長門とは別として、この方の笑顔も癒されるね。普通にこの時限の人間なら、この人も俺達みたく好い人と巡り逢えただろうに。勿体無い。

「何ですか?」

「いえ、何でも」


まぁ、仕方ないよな。未来の人なんだから。
別に俺なんかが心配しなくたって、未来で素敵な人と巡り逢えてるかもしれないし。あの大人版朝比奈さんは。
そんなことを考えながら、長門が座ったことを確認し、その隣に腰を降ろす。缶の蓋を外して、一口飲んで、喉を潤した瞬間、

プシュー

隣から、奇妙な音がした。
チラリとそちらを向くと、

「な、長門?」

長門が、炭酸飲料を顔面にぶちまけてしまっていた。

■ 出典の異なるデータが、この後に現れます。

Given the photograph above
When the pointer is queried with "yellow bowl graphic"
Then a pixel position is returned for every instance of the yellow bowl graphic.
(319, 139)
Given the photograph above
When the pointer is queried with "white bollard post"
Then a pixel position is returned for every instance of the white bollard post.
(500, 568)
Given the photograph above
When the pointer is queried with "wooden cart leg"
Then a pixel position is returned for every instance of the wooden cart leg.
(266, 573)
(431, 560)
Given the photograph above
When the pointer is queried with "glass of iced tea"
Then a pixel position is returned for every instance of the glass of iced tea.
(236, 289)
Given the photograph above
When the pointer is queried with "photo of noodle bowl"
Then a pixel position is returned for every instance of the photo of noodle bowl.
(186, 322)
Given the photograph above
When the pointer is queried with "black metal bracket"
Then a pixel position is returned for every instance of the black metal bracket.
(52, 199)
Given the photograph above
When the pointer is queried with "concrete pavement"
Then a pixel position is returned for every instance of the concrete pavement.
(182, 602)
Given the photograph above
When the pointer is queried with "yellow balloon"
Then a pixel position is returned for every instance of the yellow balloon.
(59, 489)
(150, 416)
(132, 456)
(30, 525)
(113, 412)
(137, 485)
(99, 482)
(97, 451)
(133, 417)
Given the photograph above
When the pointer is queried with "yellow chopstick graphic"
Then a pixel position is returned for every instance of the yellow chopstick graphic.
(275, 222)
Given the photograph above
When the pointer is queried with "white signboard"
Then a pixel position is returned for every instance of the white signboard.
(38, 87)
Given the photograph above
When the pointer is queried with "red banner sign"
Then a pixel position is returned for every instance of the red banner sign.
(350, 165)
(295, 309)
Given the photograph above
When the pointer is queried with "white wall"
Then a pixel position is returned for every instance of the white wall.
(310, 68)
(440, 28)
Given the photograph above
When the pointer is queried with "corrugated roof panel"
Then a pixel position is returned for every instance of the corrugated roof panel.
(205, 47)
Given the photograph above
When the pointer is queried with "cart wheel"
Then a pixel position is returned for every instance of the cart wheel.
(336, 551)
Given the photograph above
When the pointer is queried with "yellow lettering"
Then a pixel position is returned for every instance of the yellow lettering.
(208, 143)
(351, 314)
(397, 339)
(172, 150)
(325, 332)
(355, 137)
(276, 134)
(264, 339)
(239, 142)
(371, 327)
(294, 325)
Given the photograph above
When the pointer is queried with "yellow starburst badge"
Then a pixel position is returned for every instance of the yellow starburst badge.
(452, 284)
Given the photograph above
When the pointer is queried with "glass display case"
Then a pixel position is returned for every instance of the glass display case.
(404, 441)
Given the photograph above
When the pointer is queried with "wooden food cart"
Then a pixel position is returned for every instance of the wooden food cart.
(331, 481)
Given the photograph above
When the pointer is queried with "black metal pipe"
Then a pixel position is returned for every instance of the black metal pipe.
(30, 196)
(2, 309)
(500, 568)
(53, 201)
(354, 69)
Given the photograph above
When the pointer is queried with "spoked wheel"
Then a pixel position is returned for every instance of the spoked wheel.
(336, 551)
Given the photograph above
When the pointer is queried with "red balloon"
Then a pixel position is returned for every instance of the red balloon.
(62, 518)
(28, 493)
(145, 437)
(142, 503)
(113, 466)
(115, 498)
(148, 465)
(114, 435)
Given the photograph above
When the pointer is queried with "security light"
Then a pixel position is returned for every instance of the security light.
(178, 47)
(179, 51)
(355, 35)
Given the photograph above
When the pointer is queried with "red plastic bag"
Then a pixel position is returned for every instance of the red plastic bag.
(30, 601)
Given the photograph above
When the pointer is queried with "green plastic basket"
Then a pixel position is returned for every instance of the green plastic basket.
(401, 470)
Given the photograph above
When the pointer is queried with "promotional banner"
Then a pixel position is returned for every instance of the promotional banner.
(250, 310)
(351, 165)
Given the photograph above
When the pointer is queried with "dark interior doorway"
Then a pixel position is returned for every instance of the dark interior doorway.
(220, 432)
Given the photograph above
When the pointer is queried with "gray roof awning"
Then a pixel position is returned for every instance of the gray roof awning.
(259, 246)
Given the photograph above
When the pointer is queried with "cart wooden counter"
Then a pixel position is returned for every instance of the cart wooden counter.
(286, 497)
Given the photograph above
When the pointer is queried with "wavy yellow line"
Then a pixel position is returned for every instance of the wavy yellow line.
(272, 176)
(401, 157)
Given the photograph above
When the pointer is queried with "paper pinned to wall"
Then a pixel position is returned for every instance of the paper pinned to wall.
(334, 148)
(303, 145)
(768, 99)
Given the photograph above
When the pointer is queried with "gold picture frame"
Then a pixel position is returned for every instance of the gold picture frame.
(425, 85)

持って来る途中、振っちまったのか。
隣にいる朝比奈さんもおろおろしてるし。
しかし、驚いて何が何だか分からないといった顔してて可愛…じゃなくて。

「大丈夫か?」

ジュースが服に滴る前に拭いちまわないとな。
普段滅多に持ち歩かないのに、こんな日に限って何故かハンカチを持っていた俺を誉めてやりたい。
ハンカチで濡れてしまった顔を拭いてやると、為すがままに大人しくじっとしている。
あたかも飼い主に愛撫される猫のようだ。
…なんかもう、いっそのこと抱き締めてやりたい。
いやいや、落ち着け、俺。平常心、平常心。
寸でのところで、何とか欲望を抑えていると、朝比奈さんが楽しそうに此方を見ていた。